Gli antichi Greci, invece, segnavano l'inizio dell'anno con il solstizio d'inverno, il 21 dicembre.
Nell'antica Roma, il calendario repubblicano indicava l'inizio dell'anno il primo marzo, ma questa data fu spostata al primo gennaio a partire dal 153 a.C., una tradizione poi consolidata dal calendario giuliano promulgato da Giulio Cesare nel 46 a.C.
La festa di Capodanno trae origine dai festeggiamenti risalenti alla festa pagana in onore del dio romano Giano, nome da cui deriva quello del mese di Gennaio. Si festeggiava subito dopo i Saturnali, le feste romane per il dio Saturno, che chiudevano l'anno.
Nel Medioevo, molti Paesi dell'Europa cristiana usavano il calendario giuliano, promulgato infatti da Giulio Cesare in epoca romana, e adottarono il 25 marzo giorno dell'Annunciazione come primo giorno dell’anno.
In Spagna fino all'inizio del Seicento il cambio dell'anno era il 25 dicembre, giorno della Natività.
In Italia in città come Venezia si celebrava il 1° marzo, in Toscana il 25 marzo, mentre al Sud Italia e nelle Isole l’inizio dell’anno cadeva il 1° settembre.
In Francia con l'Editto di Roussillon del 1564, fu deciso di considerare il 1º gennaio come primo giorno dell'anno.
Nel 1582 la Chiesa cattolica introdusse il calendario gregoriano che ripristinò il primo gennaio come giorno di Capodanno.

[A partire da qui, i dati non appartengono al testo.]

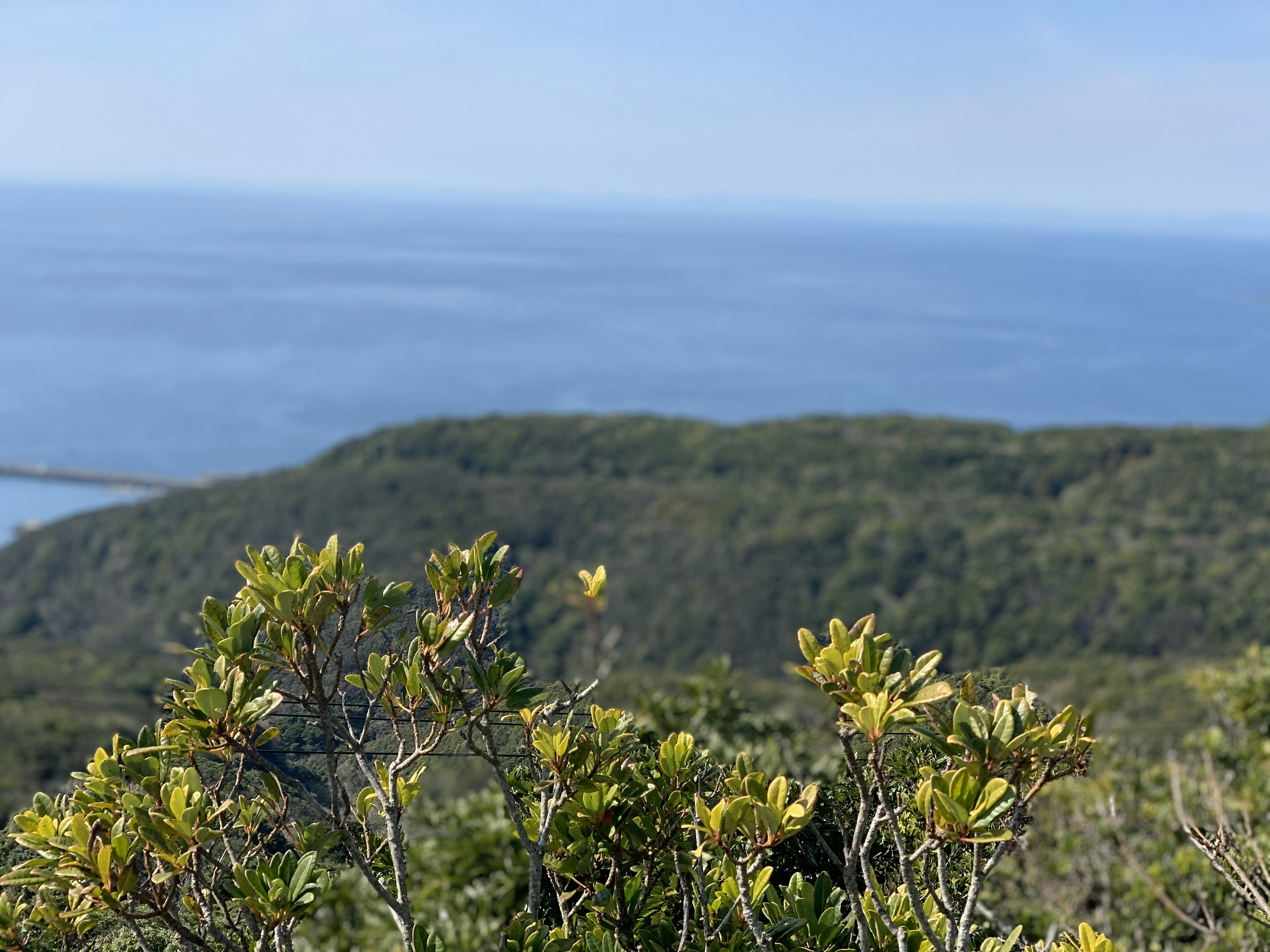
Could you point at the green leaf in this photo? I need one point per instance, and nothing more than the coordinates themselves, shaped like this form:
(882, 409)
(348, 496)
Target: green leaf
(211, 701)
(302, 876)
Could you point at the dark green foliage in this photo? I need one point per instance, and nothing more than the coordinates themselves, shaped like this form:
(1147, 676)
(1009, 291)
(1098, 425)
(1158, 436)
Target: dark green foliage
(986, 544)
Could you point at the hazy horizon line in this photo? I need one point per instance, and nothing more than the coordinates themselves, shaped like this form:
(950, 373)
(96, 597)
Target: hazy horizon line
(1251, 226)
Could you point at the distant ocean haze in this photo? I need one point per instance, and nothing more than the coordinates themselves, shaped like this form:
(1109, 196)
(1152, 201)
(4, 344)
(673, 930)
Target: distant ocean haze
(186, 334)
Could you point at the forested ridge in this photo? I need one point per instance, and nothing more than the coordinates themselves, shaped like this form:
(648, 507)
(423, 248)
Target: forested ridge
(995, 546)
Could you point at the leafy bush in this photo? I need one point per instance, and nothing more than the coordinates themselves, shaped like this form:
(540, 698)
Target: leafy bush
(209, 829)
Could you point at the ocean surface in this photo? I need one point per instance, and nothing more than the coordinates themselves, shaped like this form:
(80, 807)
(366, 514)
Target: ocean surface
(187, 334)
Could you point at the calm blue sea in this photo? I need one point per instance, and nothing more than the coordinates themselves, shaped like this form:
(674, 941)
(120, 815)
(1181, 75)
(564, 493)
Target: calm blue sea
(189, 334)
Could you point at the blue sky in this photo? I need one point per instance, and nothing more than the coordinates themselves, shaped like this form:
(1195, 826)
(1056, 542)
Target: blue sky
(1075, 107)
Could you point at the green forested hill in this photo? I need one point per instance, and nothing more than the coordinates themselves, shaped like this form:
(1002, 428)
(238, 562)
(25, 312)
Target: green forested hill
(992, 545)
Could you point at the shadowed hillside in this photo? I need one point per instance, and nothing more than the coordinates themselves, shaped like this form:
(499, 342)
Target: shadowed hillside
(992, 545)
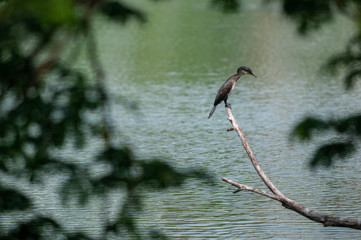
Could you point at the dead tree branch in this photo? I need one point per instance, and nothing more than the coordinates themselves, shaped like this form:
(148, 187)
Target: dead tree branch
(325, 219)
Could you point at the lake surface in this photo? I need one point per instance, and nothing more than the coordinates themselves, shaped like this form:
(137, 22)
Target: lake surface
(172, 67)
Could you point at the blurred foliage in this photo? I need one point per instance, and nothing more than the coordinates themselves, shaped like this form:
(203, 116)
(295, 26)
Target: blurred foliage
(226, 5)
(309, 16)
(47, 104)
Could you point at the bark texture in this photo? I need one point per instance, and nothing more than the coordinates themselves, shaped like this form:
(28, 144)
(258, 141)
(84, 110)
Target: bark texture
(325, 219)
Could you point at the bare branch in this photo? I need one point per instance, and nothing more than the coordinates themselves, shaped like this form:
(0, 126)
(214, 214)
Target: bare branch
(325, 219)
(242, 187)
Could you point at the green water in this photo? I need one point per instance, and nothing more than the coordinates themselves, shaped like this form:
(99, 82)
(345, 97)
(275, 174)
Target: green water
(172, 67)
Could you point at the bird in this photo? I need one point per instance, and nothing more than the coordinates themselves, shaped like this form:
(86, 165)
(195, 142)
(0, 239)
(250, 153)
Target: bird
(226, 89)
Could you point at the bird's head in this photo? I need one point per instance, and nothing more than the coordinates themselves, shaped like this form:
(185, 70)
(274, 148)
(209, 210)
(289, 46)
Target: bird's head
(245, 70)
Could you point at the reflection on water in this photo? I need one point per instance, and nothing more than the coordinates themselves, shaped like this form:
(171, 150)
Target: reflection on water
(174, 70)
(173, 66)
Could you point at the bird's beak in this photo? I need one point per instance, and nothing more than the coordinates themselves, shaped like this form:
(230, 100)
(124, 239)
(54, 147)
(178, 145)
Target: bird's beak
(252, 74)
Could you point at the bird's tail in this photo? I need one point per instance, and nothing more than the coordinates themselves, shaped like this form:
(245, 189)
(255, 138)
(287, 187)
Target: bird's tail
(212, 111)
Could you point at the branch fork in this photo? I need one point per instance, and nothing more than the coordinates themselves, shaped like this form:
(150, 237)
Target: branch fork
(275, 194)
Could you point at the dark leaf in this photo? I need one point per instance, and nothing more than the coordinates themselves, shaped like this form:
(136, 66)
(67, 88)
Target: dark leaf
(11, 199)
(350, 125)
(35, 229)
(327, 153)
(304, 129)
(226, 5)
(120, 12)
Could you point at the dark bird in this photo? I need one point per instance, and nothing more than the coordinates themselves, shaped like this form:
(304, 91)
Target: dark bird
(228, 86)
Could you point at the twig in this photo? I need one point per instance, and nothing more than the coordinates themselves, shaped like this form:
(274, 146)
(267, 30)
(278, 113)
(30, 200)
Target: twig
(325, 219)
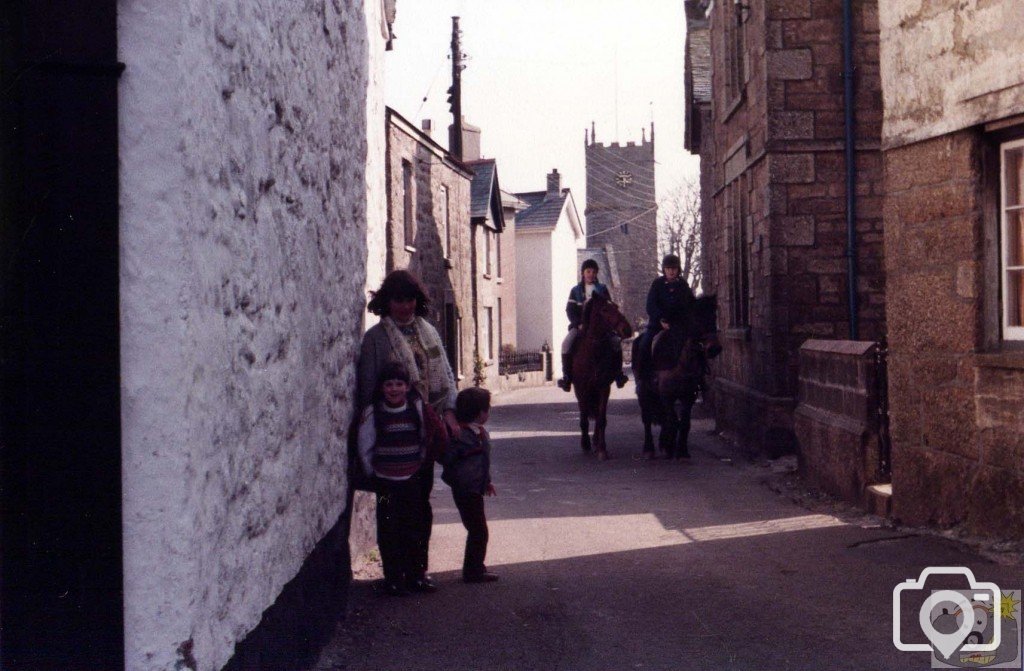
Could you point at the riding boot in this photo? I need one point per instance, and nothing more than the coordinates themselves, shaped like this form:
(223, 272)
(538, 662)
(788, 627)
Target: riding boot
(565, 384)
(616, 358)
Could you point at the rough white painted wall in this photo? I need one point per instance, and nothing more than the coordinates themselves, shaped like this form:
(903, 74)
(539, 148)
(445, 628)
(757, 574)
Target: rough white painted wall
(947, 65)
(361, 536)
(244, 173)
(534, 290)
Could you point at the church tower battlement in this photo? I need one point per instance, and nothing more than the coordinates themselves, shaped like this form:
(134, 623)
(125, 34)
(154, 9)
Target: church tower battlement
(622, 214)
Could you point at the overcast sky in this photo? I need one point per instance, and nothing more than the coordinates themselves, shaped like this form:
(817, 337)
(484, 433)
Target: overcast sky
(539, 72)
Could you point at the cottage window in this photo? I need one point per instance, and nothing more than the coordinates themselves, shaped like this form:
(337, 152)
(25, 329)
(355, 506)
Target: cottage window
(1012, 239)
(409, 204)
(486, 251)
(485, 327)
(444, 232)
(735, 49)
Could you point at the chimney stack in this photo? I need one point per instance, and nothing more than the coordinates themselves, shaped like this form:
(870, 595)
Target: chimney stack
(554, 182)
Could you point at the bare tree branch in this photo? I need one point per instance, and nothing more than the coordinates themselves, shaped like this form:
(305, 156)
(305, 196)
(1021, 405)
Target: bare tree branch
(679, 229)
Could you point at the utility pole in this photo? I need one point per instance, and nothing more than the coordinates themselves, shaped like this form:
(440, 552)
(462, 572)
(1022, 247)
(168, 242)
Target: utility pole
(455, 92)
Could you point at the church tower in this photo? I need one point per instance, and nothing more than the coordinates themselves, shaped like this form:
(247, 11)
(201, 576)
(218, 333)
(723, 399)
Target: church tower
(622, 215)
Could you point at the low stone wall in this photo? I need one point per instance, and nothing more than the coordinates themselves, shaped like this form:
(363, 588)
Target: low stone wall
(836, 420)
(520, 380)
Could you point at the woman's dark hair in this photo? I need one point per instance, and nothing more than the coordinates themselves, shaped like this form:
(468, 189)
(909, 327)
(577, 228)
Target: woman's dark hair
(470, 403)
(398, 285)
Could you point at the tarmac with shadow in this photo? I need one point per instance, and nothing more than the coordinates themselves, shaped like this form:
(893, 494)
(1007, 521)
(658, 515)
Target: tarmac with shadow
(645, 564)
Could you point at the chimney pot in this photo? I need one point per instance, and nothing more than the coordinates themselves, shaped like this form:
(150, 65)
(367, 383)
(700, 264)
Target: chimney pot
(554, 182)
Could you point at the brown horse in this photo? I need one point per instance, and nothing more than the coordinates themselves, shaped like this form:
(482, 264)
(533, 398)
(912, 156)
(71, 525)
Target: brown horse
(595, 367)
(668, 382)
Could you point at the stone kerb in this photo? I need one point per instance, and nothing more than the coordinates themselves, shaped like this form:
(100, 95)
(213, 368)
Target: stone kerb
(836, 420)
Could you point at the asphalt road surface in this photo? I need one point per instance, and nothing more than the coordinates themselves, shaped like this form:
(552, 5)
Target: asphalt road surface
(645, 564)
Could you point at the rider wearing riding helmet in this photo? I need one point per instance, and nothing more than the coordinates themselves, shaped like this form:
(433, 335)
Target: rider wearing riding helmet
(579, 296)
(669, 299)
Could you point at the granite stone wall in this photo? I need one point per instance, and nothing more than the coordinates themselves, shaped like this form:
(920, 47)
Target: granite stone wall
(955, 393)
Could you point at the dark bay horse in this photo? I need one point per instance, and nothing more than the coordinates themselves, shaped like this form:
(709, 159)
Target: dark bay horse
(595, 367)
(669, 380)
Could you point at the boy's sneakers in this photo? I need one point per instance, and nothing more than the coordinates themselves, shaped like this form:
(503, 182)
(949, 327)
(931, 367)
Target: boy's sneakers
(422, 584)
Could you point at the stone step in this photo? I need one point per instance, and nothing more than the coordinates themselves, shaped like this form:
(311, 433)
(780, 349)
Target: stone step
(879, 499)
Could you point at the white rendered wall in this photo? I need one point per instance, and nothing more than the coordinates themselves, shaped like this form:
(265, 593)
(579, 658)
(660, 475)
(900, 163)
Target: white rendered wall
(563, 277)
(244, 176)
(532, 250)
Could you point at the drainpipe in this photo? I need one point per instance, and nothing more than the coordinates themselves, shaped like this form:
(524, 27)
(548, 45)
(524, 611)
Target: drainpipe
(851, 221)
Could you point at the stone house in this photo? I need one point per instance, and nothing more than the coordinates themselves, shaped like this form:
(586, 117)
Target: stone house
(549, 233)
(185, 197)
(765, 105)
(622, 214)
(953, 151)
(428, 232)
(486, 235)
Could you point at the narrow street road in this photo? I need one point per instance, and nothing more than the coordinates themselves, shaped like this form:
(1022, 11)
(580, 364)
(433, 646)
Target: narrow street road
(637, 564)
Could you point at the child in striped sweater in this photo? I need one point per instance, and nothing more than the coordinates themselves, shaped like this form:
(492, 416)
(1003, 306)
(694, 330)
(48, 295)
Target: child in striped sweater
(399, 437)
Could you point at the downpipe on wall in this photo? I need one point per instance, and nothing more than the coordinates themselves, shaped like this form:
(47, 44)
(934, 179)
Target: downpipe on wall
(851, 197)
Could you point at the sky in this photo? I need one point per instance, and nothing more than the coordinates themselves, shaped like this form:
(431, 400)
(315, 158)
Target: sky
(539, 72)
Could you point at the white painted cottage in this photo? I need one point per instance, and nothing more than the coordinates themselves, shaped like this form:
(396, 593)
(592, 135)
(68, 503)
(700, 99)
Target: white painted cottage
(548, 235)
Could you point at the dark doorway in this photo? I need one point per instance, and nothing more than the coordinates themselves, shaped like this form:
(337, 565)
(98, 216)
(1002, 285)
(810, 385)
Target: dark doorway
(60, 596)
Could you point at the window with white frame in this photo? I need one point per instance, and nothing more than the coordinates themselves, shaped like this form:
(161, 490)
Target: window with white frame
(1012, 239)
(486, 251)
(408, 205)
(485, 335)
(444, 232)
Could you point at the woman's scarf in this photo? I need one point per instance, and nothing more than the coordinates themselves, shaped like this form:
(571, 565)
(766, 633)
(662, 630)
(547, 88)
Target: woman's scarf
(436, 383)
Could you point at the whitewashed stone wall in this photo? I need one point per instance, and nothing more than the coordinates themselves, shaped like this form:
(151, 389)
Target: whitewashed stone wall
(250, 168)
(947, 65)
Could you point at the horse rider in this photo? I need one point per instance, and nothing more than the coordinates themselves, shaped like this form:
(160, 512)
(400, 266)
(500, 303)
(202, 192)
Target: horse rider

Le diverse date in cui si festeggiava il Capodanno nei paesi europei vennero poi fatte coincidere da papa Innocenzo XII tutte nel 1 gennaio a partire dall'anno 1691. Questa data per il festeggiamento fu gradualmente adottata in tutta Europa: per esempio la Scozia nel 1660, la Germania e la Danimarca intorno al 1700, l’Inghilterra nel 1752 e ultima la Russia nel 1918.
Non tutti sanno che in Italia poi, durante il regime fascista, il Capodanno venne spostato al 28 ottobre - anniversario della marcia su Roma - per poi ritornare al consueto 1 gennaio dopo la caduta della Repubblica Sociale Italiana.
Il Capodanno è una festa pagana e un giorno simbolo deciso dagli uomini mentre la natura segue il calendario delle stagioni ma ogni occasione è motivo di festa per cui ben venga il Capodanno!